Kolejne propozycje

Waldemar Bartosz

 

Zupełnie niedawno Minister Pracy i Polityki Społecznej zaskoczyła opinię publiczną pomysłem na nowelizację Kodeksu Pracy. Co prawda nie jest to żadne novum, raczej odgrzewane pomysły dalszego pomniejszania praw pracowniczych. Jest to więc nic innego jak kontynuacja projektów na tzw. liberalizację Kodeksu Pracy, rozpoczętą przez rządy SLD. Wydawało się już, iż te zapędy sczezły na niczym. Okazuje się, że nie. Pomysły na dalszą liberalizację prawa pracy rodzą się w sytuacji, gdy Polska plasuje się jako państwo w czołówce krajów Unii Europejskiej o najbardziej elastycznym systemie zatrudniania. Nowa Pani Minister forsuje zmianę aż 20 przepisów Kodeksu Pracy. Wszystkie zmiany mają dotyczyć pracodawców zatrudniających nie więcej niż 10 pracowników. Według szacunków małe firmy zatrudniają w Polsce ponad 3 miliony pracowników. Zmiany te miałyby dotyczyć właśnie ich. Jednocześnie jak podają raporty Najwyższej Izby Kontroli dotychczasowa sytuacja pracownicza jest właśnie najgorsza w tych firmach. Proponowane zmiany jedynie pogorszą tę sytuację. Konstatacja ta jest tym bardziej uprawniona, jeśli przyjrzymy się ministerialnym propozycjom. Polegają one z grubsza na tym, że znosi się wszelkie ochronne zabezpieczenia przed utratą pracy.
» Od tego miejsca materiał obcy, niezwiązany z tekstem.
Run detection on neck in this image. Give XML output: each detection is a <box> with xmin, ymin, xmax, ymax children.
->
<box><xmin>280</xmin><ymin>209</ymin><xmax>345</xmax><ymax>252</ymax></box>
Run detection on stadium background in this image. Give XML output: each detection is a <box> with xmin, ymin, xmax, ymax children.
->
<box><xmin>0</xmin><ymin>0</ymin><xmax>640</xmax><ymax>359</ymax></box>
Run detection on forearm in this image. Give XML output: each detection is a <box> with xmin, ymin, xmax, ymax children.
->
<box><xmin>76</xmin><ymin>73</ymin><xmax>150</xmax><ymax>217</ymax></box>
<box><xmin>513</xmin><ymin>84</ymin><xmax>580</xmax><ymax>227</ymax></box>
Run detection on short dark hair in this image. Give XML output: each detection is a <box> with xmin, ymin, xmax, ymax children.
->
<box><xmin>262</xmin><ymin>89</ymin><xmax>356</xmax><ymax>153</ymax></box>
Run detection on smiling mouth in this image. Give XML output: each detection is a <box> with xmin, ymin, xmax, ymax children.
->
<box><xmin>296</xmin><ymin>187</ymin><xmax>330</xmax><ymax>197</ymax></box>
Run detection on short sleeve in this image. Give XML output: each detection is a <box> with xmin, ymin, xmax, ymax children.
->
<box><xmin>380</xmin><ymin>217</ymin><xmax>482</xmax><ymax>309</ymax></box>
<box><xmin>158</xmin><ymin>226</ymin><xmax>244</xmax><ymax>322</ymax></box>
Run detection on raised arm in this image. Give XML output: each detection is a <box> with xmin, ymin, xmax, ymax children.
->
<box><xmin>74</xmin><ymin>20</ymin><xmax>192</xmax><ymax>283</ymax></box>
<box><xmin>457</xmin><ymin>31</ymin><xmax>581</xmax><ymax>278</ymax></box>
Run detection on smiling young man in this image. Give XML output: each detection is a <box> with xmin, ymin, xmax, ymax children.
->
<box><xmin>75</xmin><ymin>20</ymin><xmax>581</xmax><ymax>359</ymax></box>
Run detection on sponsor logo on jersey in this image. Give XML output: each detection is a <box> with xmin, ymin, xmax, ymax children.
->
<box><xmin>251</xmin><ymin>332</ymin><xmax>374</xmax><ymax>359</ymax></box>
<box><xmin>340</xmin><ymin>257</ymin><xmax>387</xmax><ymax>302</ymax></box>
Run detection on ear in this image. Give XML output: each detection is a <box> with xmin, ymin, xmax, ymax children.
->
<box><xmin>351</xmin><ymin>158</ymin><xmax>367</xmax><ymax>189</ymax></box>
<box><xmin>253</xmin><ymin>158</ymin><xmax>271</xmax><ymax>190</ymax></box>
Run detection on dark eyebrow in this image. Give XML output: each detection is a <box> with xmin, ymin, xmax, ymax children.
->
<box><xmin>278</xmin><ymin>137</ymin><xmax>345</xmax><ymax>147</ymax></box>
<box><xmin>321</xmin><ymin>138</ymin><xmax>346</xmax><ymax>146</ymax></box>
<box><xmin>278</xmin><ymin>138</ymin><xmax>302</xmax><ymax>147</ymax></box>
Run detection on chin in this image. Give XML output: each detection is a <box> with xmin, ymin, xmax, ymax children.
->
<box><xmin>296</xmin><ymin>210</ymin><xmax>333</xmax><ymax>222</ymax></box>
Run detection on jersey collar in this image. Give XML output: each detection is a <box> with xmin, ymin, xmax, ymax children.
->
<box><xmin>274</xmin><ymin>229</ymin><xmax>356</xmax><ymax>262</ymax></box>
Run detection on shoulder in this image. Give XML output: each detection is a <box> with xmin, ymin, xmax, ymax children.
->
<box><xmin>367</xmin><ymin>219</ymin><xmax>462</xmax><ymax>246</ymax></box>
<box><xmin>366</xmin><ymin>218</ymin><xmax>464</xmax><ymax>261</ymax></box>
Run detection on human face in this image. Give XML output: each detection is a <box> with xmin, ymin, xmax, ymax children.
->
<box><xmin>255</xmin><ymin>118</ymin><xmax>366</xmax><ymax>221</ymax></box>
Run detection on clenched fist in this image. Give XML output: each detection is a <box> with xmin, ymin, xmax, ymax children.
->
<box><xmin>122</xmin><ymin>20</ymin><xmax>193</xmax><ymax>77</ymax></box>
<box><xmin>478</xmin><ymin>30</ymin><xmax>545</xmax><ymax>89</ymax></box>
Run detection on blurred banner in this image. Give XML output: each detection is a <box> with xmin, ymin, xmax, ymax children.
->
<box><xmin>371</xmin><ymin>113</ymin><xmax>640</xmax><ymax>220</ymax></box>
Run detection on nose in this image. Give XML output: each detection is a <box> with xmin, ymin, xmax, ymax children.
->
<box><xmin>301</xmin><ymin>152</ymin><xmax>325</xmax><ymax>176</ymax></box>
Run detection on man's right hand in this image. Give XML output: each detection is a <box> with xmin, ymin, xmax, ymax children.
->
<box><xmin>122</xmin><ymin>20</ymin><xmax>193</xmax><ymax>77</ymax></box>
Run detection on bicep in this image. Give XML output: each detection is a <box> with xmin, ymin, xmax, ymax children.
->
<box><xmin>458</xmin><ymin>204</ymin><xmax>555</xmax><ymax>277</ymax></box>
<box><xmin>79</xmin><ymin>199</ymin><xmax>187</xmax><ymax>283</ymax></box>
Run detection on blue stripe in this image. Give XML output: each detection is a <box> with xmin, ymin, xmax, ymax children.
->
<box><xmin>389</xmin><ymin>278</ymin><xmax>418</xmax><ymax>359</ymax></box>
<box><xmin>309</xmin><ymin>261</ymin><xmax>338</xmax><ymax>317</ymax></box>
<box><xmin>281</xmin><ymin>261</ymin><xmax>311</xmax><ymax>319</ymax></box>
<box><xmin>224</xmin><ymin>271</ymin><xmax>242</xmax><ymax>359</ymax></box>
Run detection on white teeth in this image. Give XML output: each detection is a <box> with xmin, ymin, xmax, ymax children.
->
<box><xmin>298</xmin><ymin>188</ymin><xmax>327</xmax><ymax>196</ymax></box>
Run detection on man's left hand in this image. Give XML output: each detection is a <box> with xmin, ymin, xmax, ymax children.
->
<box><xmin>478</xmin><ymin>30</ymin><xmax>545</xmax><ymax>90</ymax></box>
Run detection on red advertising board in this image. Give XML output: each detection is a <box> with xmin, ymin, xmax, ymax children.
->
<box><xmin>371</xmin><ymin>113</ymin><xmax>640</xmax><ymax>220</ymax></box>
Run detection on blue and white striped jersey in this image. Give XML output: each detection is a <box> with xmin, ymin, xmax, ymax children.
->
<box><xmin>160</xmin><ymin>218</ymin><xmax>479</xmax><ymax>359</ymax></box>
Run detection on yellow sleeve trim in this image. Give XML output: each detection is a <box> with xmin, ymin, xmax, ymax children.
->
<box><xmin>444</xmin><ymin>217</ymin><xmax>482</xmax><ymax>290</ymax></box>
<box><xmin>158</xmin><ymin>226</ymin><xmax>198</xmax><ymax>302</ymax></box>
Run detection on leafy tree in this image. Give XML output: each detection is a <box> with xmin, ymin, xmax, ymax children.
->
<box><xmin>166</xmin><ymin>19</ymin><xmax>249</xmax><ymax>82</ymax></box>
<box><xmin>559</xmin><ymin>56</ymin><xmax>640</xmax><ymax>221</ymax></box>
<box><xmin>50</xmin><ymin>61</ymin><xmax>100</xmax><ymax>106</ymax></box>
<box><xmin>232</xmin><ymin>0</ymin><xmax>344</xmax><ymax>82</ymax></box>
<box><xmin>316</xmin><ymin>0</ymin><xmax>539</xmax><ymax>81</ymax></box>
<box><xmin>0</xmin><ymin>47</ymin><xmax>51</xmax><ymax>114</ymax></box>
Nie będzie wymagane, na przykład powiadomienie zakładowej organizacji związkowej o zamiarze zwolnienia z pracy. Również okres przedemerytalny nie chroniłby przed rozwiązaniem stosunku pracy. Kolejna niebezpieczna zmiana polegałaby na dopuszczeniu umów cywilnoprawnych w miejsce umów o pracę. Propozycja ta prowadzi do skrajnego niebezpieczeństwa, jakim jest brak jakichkolwiek zabezpieczeń w przypadku takich umów. Umowa zlecenia, jako umowa cywilnoprawna, nie ogranicza czasu pracy do kodeksowych 40 godzin tygodniowo ani nie jest związana z urzędową płacą minimalną. Takie rozwiązanie, dopuszczające dość rzadko stosowanie umów cywilnoprawnych w stosunkach pracy funkcjonowało w Polsce kilka lat temu i dzięki naciskom związków zawodowych zostało znacząco ograniczone. Obecna propozycja jest więc rekonstrukcją starego i złego porządku prawnego. Wszystko to dzieje się jeszcze, co prawda bez akceptacji Rady Ministrów, ale jest sygnowane przez ministra konstytucyjnego, w tym przypadku Ministra Pracy i Polityki Społecznej. Okoliczność ta usprawiedliwia niepokój o realność tych zamierzeń. Rodzić to musi niepokój w środowiskach pracowniczych i ich reakcję.